Working for a tour company is always a popular option among British seasonal workers. These provide full-service ski holiday packages for tourists. See Types of Jobs Available at Ski Resorts for a description of ski resort jobs. Generally the smaller the company, the more relaxed they'll be. Jobs with tips like guides are the most popular jobs.
Those holding an EU passport can work in Austria without needing a visa. You will generally need to hold a European passport (or be on a working holiday visa) to get work at Mayrhofen as employers are unlikely to sponsor you for a visa. See Work a Ski Season in Austria for information on visas.
Working for a tour operator, you could expect around 70 pounds a week on top of your ski pass, accommodation and food.
The Public Employment Service of Austria has information on getting a job in Austria as well as labour conditions (German only) www.ams.at
Among the villages in the area, Mayrhofen is the only place you should consider as this is where the seasonal worker community is centred. Laubichl, Hollenzen and Schwendau are cheaper options and are about 10 minutes' walk out of town.
If you arrive early, you can find yourself an apartment with a group, although this can still be quite hard.
If you work for a tour operator, you will likely end up in staff housing in one of their chalets.
The best prices for supermarkets are at Billa & M-Preis. Hofer in Zell has goods in bulk and is the best value if you can get access to a car.
Mayrhofen is Austrian Alps at its best. There are plenty of bars all over the place, but more than that it is the vibe which keeps people coming back year after year.

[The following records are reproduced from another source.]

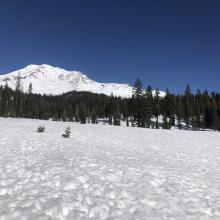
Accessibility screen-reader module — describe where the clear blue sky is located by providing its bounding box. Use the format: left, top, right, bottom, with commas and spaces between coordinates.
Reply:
0, 0, 220, 93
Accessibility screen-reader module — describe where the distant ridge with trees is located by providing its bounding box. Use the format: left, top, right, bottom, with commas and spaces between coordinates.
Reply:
0, 77, 220, 130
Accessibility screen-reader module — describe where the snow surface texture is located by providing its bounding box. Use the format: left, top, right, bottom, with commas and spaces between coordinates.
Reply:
0, 118, 220, 220
0, 64, 165, 97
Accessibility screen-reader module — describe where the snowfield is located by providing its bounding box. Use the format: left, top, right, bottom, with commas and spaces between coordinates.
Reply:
0, 118, 220, 220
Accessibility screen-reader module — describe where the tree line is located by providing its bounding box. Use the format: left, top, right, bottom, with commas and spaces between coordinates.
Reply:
0, 77, 220, 130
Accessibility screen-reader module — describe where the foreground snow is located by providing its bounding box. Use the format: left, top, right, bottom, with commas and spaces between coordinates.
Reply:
0, 118, 220, 220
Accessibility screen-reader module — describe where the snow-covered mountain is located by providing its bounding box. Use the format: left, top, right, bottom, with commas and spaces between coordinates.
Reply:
0, 64, 164, 97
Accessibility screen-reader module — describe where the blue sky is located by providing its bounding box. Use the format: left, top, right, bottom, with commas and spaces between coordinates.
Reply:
0, 0, 220, 93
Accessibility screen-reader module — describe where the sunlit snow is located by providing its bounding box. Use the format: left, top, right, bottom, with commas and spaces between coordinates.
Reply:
0, 118, 220, 220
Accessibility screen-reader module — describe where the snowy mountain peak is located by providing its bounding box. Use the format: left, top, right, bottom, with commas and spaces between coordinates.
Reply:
0, 64, 164, 97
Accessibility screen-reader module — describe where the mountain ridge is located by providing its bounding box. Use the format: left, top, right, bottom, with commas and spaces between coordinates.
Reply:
0, 64, 164, 97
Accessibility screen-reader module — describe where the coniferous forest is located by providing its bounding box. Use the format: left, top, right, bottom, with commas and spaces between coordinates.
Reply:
0, 79, 220, 131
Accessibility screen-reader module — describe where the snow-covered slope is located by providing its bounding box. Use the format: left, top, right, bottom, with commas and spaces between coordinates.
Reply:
0, 118, 220, 220
0, 64, 164, 97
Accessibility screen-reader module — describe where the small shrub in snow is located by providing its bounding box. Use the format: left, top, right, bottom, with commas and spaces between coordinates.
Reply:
62, 127, 71, 138
37, 125, 45, 132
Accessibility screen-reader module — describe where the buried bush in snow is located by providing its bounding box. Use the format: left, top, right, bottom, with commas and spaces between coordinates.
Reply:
37, 125, 45, 132
62, 127, 71, 138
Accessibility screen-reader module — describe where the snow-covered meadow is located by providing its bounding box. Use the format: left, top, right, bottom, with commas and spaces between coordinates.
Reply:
0, 118, 220, 220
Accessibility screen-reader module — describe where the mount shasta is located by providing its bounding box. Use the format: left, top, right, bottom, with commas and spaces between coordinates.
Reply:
0, 64, 164, 97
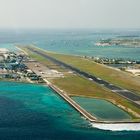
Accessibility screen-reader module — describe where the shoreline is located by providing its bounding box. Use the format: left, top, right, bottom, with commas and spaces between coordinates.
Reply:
13, 48, 140, 124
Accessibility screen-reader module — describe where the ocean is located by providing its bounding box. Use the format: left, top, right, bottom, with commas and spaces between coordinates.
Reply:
0, 82, 140, 140
0, 29, 140, 140
0, 29, 140, 60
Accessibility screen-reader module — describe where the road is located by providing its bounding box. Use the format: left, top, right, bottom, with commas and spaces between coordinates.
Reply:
28, 47, 140, 107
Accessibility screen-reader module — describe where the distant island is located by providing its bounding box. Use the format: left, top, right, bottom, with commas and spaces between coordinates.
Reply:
95, 37, 140, 47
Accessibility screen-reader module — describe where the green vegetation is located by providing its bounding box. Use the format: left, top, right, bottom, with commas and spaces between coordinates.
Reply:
20, 46, 140, 118
35, 47, 140, 94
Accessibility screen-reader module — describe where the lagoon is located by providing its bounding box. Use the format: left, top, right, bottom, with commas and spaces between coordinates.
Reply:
72, 97, 131, 121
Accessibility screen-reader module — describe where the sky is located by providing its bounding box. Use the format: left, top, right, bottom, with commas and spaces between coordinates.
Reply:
0, 0, 140, 28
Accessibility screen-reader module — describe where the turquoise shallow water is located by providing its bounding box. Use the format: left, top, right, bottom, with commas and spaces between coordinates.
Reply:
72, 97, 131, 121
0, 82, 140, 140
0, 29, 140, 60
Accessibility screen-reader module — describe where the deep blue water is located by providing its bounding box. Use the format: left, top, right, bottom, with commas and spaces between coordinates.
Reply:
0, 82, 140, 140
0, 29, 140, 60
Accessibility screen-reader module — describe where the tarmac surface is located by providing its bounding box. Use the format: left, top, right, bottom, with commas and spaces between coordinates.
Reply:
28, 47, 140, 107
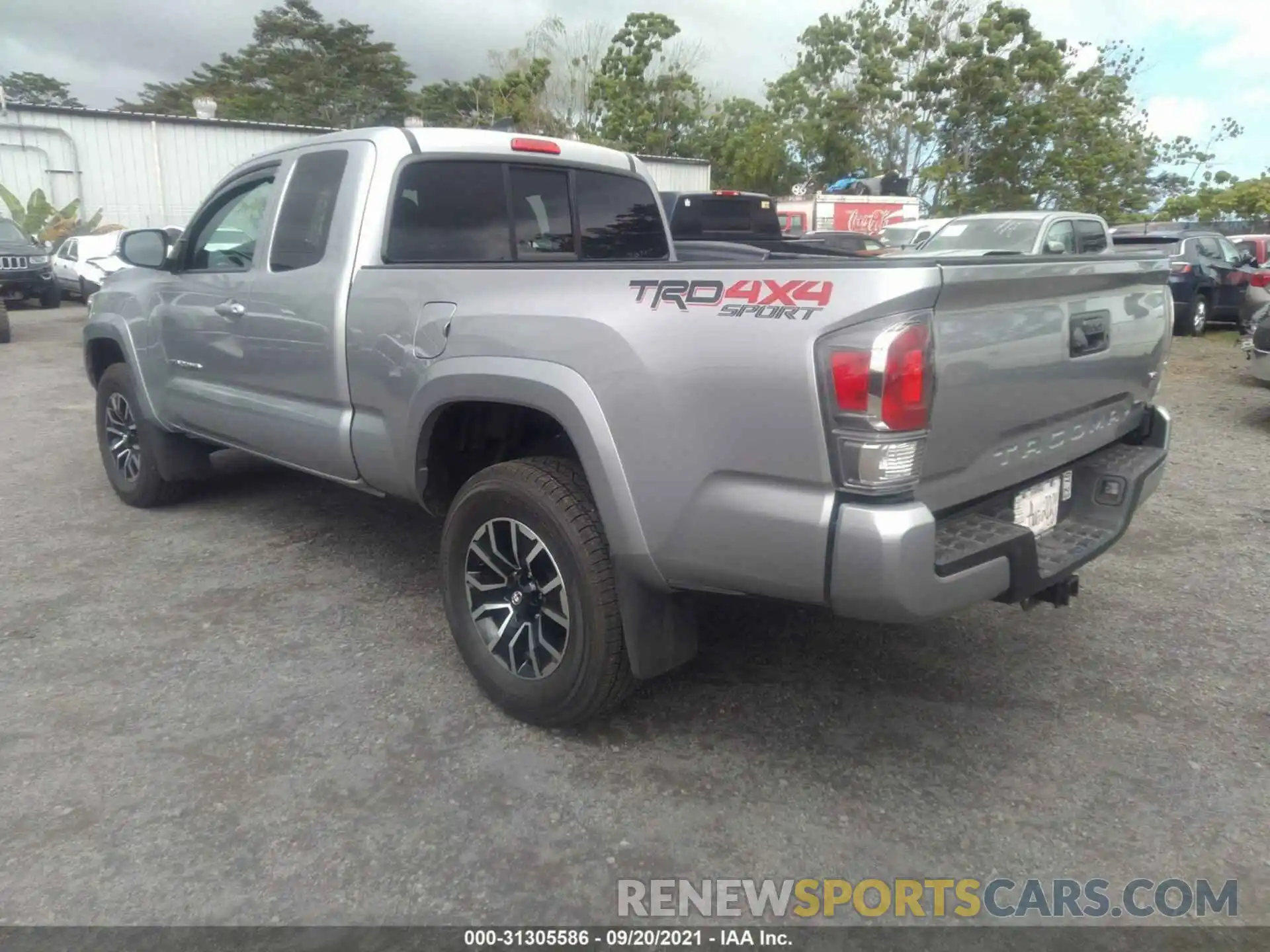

There is music from every corner and dancing every day of the season.
The Scotland Yard and Apropos are two favourite après-ski joints. There are two main nightclubs, the Arena which does live music and the Schlüssl which goes late into the night, along with Apropos.
There are several events and festivals each season including:
Innsbruck is only an hour away and has some good shopping and sights for your days off. You can catch the train in, and many seasonal workers often make an overnight trip.
Over the Gerlos Pass is Krimml Waterfalls which are the highest waterfalls in Europe and become partially frozen in winter. This is an excellent trip to make at least once during the season. There are free buses down to Zell, Kaltenbach and Fugen for another few visits to make during the season.
Paragliding is popular at Mayrhofen. You can take the glide down at the end of the day instead of taking a last ride down the lifts!